Hated Rock Albums That Are Better Than You Remember
KISS live in 2014 - KISS / Youtube
A lot of burgeoning ideas aren’t appreciated in their time, and rock albums are of no exception to that. Dozens of underrated records, buried deep, since the people before weren’t too keen on listening to something so strange yet so electrifying. But once the dust settles, you’d realize that the album you’d swore not to listen to again has had quite the potential to become one of the greatest albums you’d ever encounter into your life. What are those albums, you ask? Take a look at them below.
KISS – Unmasked (1980)
KISS’s first try on conceptualized, power-pop album wasn’t given much priority from fans, most especially with the fact that they’ve lost Peter Criss at this point. However, Ace Frehley’s take of songwriting is astonishing here.
Def Leppard – X (2002)
X was Def Leppard embracing more of pop-rock shenanigans that many fans didn’t like. But when push comes to shove, one could admit that Def Leppard’s take on pop is much finer than what anyone could expect from a British heavy metal band.
Guns N’ Roses – Chinese Democracy (2008)
Highly anticipated Chines Democracy from GNR disappointed many fans. But one may take another look on the songs from the album and you’d notice that some of them are extremely good (e.g., “This I Love,” “Shakler’s Revenge”).

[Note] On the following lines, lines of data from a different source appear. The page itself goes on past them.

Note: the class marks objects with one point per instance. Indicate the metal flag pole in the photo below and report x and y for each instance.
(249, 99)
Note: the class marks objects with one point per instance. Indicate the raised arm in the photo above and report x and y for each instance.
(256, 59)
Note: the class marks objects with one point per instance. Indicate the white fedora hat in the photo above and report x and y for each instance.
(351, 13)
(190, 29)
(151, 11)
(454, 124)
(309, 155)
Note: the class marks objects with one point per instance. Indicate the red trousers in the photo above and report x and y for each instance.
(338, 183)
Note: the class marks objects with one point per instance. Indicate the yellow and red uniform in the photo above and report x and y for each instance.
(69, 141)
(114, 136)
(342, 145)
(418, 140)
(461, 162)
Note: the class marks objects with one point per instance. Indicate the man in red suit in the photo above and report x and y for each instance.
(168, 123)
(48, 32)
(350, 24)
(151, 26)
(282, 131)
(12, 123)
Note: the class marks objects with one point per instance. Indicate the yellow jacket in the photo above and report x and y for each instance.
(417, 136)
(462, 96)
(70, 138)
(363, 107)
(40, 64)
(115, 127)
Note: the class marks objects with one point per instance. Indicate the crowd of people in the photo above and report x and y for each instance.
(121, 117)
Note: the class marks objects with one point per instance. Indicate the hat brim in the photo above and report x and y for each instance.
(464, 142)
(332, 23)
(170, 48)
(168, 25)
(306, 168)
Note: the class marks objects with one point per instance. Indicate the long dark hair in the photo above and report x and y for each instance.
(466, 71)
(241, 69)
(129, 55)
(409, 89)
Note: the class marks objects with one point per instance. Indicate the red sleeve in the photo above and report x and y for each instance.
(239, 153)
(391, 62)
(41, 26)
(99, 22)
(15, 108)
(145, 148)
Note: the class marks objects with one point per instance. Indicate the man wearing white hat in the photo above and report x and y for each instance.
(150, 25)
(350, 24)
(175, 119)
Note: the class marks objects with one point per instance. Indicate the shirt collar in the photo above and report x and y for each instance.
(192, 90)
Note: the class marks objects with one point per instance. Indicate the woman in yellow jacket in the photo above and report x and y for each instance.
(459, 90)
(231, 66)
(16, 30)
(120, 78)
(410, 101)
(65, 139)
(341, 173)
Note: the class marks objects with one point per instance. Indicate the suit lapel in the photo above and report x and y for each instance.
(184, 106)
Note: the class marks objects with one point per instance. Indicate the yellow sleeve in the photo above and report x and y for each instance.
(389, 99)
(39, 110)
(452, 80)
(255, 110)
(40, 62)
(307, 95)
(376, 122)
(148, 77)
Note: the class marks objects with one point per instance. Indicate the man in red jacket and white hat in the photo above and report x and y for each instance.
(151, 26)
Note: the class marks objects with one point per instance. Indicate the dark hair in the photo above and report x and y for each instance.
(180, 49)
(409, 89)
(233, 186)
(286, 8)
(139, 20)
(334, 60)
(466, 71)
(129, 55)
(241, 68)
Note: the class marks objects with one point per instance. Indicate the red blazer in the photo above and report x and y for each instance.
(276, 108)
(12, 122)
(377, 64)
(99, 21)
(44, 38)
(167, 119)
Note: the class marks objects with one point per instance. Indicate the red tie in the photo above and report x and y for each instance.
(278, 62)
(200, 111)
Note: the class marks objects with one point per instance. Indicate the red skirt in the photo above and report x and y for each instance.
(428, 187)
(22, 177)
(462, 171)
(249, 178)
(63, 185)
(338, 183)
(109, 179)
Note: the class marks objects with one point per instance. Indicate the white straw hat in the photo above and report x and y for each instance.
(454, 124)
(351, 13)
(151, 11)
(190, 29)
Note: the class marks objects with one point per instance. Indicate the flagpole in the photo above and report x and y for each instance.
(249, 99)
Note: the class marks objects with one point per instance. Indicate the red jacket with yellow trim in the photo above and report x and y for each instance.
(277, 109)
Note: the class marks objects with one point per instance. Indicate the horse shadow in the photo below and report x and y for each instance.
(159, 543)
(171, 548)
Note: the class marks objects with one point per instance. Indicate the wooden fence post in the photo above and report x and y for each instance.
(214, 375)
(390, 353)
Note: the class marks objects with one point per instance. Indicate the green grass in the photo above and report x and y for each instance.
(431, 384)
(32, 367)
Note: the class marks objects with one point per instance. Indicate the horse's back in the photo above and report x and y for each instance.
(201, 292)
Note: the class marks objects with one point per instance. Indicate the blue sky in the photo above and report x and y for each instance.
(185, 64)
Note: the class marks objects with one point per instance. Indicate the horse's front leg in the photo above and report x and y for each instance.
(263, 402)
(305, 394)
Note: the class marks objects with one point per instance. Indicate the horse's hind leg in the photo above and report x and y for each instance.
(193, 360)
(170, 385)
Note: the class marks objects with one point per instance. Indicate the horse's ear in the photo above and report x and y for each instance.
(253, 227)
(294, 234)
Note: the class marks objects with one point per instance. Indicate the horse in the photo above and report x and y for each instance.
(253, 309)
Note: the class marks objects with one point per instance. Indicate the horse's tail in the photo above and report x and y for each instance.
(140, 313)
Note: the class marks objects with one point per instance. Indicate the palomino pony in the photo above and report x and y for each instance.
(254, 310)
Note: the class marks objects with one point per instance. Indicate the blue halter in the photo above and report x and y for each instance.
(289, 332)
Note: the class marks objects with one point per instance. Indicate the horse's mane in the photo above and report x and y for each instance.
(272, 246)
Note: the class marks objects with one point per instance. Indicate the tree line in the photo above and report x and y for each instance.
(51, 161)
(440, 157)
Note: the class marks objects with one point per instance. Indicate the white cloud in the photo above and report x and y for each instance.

Judas Priest – Nostradamus (2008)
Nostradamus disappointed some fans, yes, but others seem to think that this concept album, at some point, shine all throughout. Those songs may bore your short attention spans out, but commit to it, and you’d see that Judas Priest still retained their strength on performing like they were back then.
Iron Maiden – The X Factor (1995)
Unlike the previous Iron Maiden albums in the 80s, Th X Factor wasn’t as welcomed by their fans. Maiden tried to do progressive here and their songwriting is superb; it deserves more praise than what’s given.
Metallica – Reload (1997)
A bunch of 90s Metallica albums were disregarded by many fans, who thought that the band going mainstream wasn’t something that they’d plan on agreeing. But the experimental Reload album stands confident than the rest of them, giving the listeners some gems such as “Fuel,” or “Where the Wild Things Are.”
Rush – Vapor Trails (2002)
Vapor Trails was discarded by many due to its loudness, and it seems to it that Neil Peart’s way of drumming was to also fight the inner demons that’s been bothering him since he lost his daughter and wife. However, fans noticed the beauty of the remastered album which captured the essence of the songs more freely than the original mix.